I used a pin, and a little bit of heat and pushed them out... didn't drill. I have 3 in, separate polarities, upgraded bearings.... very very smooth reel that can cast.


----------



## solid7 (Dec 31, 2010)

luckyOC said:


> I used a pin, and a little bit of heat and pushed them out... didn't drill. I have 3 in, separate polarities, upgraded bearings.... very very smooth reel that can cast.
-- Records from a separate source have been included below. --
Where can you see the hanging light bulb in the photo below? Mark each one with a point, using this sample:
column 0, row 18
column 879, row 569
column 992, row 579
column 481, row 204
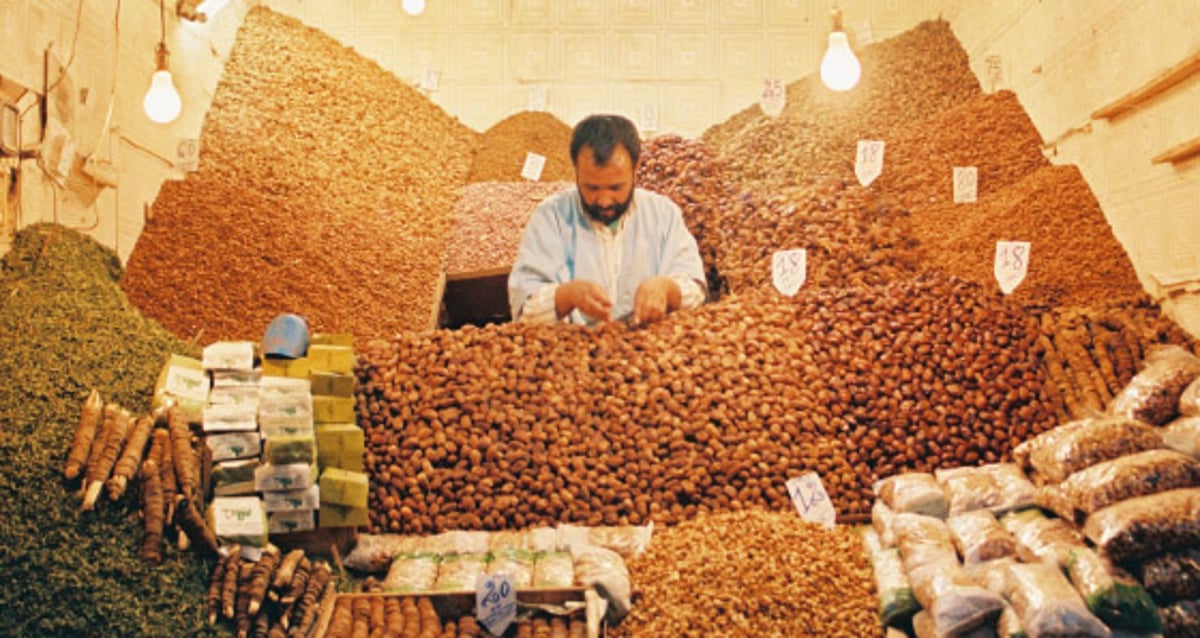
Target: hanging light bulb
column 839, row 67
column 162, row 102
column 413, row 7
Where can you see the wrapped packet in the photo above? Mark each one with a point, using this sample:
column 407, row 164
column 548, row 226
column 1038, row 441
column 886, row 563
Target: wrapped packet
column 1111, row 594
column 417, row 571
column 1048, row 605
column 898, row 602
column 979, row 537
column 1171, row 576
column 1041, row 539
column 1183, row 435
column 1091, row 443
column 1153, row 395
column 515, row 563
column 912, row 492
column 553, row 570
column 372, row 553
column 1189, row 401
column 1141, row 527
column 1125, row 477
column 460, row 572
column 1181, row 618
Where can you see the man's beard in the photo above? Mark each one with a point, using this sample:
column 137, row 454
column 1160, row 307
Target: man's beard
column 607, row 215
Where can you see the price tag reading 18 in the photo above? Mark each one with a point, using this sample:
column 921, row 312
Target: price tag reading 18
column 869, row 161
column 1012, row 263
column 810, row 499
column 496, row 602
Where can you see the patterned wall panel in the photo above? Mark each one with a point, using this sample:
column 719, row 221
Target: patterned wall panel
column 688, row 55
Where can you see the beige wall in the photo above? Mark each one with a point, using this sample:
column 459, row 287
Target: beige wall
column 691, row 62
column 1067, row 59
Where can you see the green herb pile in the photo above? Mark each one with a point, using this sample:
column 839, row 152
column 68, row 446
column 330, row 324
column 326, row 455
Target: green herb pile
column 65, row 327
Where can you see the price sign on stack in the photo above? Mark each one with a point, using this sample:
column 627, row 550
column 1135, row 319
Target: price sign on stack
column 869, row 161
column 774, row 97
column 1012, row 263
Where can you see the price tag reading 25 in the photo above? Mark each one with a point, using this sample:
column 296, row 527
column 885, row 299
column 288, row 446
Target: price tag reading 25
column 496, row 602
column 810, row 499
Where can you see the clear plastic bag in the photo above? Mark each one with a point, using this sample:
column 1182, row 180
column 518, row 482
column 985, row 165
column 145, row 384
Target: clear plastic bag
column 1134, row 475
column 898, row 602
column 412, row 572
column 1143, row 527
column 1091, row 443
column 1173, row 576
column 913, row 493
column 1153, row 395
column 979, row 537
column 1111, row 594
column 1048, row 605
column 1041, row 539
column 1183, row 435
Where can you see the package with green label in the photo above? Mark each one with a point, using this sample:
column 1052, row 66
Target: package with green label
column 330, row 359
column 291, row 476
column 340, row 445
column 333, row 409
column 184, row 383
column 333, row 384
column 342, row 516
column 233, row 477
column 291, row 521
column 288, row 449
column 239, row 519
column 228, row 445
column 293, row 499
column 343, row 487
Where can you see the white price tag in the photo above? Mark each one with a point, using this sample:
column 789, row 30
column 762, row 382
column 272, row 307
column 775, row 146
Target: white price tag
column 966, row 185
column 789, row 269
column 187, row 155
column 430, row 78
column 774, row 97
column 533, row 167
column 1012, row 264
column 538, row 97
column 869, row 161
column 648, row 118
column 496, row 601
column 810, row 499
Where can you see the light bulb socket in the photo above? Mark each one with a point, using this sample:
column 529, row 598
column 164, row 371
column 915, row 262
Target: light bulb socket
column 161, row 56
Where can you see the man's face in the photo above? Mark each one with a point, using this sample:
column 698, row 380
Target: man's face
column 606, row 190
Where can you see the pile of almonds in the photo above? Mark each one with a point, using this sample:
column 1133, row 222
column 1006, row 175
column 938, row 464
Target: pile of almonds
column 751, row 573
column 325, row 188
column 503, row 149
column 713, row 409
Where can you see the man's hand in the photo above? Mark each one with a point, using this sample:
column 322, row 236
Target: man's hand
column 654, row 299
column 587, row 296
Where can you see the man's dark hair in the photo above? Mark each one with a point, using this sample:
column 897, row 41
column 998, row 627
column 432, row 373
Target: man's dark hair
column 603, row 133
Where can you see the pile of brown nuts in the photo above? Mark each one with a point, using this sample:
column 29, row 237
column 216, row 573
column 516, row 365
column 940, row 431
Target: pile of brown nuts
column 708, row 410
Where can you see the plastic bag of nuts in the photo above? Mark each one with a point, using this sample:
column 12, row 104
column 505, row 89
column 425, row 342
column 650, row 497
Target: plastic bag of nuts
column 1173, row 576
column 1143, row 527
column 1089, row 443
column 1111, row 594
column 1153, row 395
column 979, row 537
column 1128, row 476
column 912, row 492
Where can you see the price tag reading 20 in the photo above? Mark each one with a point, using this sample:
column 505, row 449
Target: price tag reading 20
column 810, row 499
column 496, row 601
column 1012, row 264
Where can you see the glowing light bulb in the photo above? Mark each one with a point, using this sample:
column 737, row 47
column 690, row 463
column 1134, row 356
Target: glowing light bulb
column 839, row 67
column 162, row 102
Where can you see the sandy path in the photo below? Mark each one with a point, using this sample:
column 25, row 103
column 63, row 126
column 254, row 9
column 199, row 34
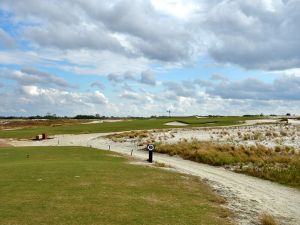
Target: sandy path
column 247, row 196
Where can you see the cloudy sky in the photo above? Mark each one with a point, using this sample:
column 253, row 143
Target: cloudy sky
column 144, row 57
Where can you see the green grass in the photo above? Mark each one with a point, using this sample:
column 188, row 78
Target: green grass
column 138, row 124
column 75, row 185
column 280, row 165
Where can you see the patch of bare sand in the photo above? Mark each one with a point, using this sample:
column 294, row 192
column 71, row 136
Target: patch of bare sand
column 176, row 123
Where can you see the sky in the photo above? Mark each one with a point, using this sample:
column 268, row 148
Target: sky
column 145, row 57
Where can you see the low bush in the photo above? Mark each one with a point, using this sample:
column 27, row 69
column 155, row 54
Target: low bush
column 279, row 164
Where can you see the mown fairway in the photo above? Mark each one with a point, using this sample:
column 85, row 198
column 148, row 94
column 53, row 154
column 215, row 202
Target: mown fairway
column 75, row 185
column 138, row 124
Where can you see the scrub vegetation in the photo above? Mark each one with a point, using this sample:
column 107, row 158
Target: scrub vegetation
column 76, row 185
column 279, row 164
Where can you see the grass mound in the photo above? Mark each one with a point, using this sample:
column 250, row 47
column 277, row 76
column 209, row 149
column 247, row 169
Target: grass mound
column 279, row 164
column 75, row 185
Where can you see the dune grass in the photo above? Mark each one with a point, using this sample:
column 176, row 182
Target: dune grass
column 137, row 124
column 281, row 165
column 75, row 186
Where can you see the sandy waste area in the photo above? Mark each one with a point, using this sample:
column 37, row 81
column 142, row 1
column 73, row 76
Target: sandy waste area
column 248, row 197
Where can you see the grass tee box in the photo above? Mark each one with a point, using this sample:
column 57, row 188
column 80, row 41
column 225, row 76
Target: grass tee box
column 75, row 185
column 137, row 124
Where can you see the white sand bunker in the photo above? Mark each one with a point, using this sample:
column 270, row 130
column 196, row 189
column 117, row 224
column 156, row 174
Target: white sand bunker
column 253, row 122
column 176, row 123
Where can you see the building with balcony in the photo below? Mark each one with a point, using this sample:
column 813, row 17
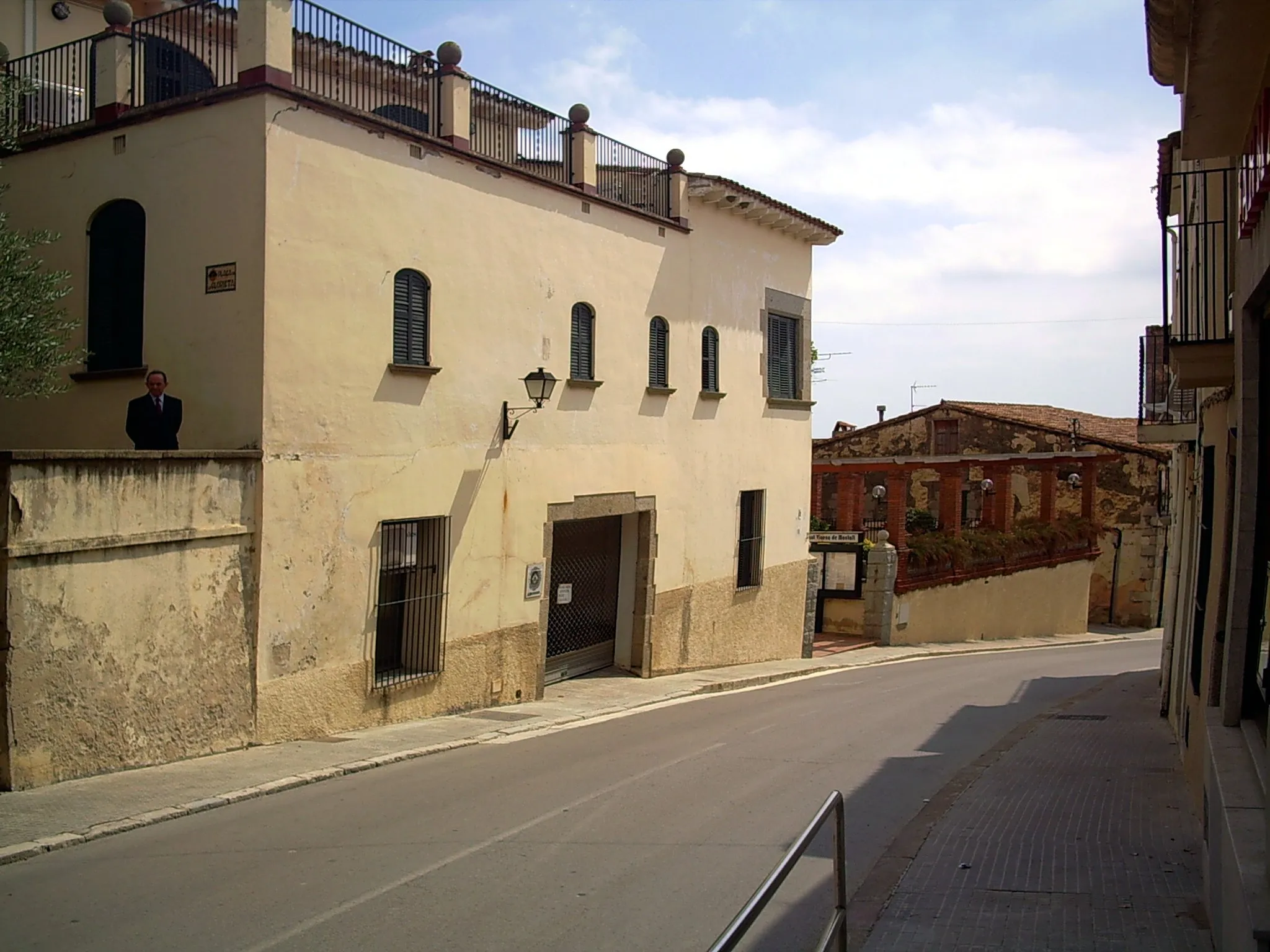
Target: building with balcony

That was what I meant in my first reply. It's a simple trick, and it works very well. Easier to push than flick...


----------



## Funkey Bunker (Dec 7, 2005)

Well I removed both brake blocks and three magnets, slight knock on the spoll tension. It does cast further but I still can not get it to fluff. I will clean the bearings and lube with "Red Rocket Fuel". Any other sugestions??
Thanks for your help,
Bob


----------



## Hooked Up (Feb 6, 2009)

Hit it harder


----------



## solid7 (Dec 31, 2010)

How long does the spool spin in freespool?


----------



## Tommy (Jan 24, 2001)

With clean bearings lubed with RR oil and 3 magnets removed that reel should be a speed demon. Let us know how she throws in that configuration.

Tommy


----------



## dcfishman (Dec 20, 2002)

If I might add my 2 cents , add Yellow or even Tournament grad Rocket fuel and crank down the side ajustment that should get it to fluff that Tournament Rocket Fuel is very very fast 
Hope this helps good luck


----------



## psychonerdbeast (Sep 29, 2010)

maybe the mag adjustment is binding in a full on position. check to make sure it has full travel with sideplate off.


----------



## castingsfun (May 28, 2010)

*Hi !!!!*

*FACT !!!!*

Akios 666 W spooled with 20# Sakuma, CPS 6-10, 15 MPH tail wind.
The reel is bone stock. Right out the box, the only thing I did was
dial down the mag and touched nothing else. Eight ouces and A
Hatteras cast. The lead flew clearly over 500' and marked with
my Nikon Pro Staff 550 Laser Range Finder.

If the brake blocks are removed the reel is untamed and I need all the mags
for starters!


----------



## sefmonster (Mar 26, 2012)

I just got mine back from Nick at Breakaway Tackle.I have the 656 SCM Shuttle and he removed 1 magnet and a few drops of Tournament Rocket Fuel and I just tossed it yesterday with 5oz and a chunk and had to admit I was a little nervous to let it heave but OMG did it fly! It beat all of my favorite reels hands down! As I got more comfortable I was almost emptying the reel and I'm no pro.I just ordered the 757CTM for a larger line capacity and heavier lead and chunks and for hauling in larger fish in ripping tides! Time to thin the herd of Abu's!


----------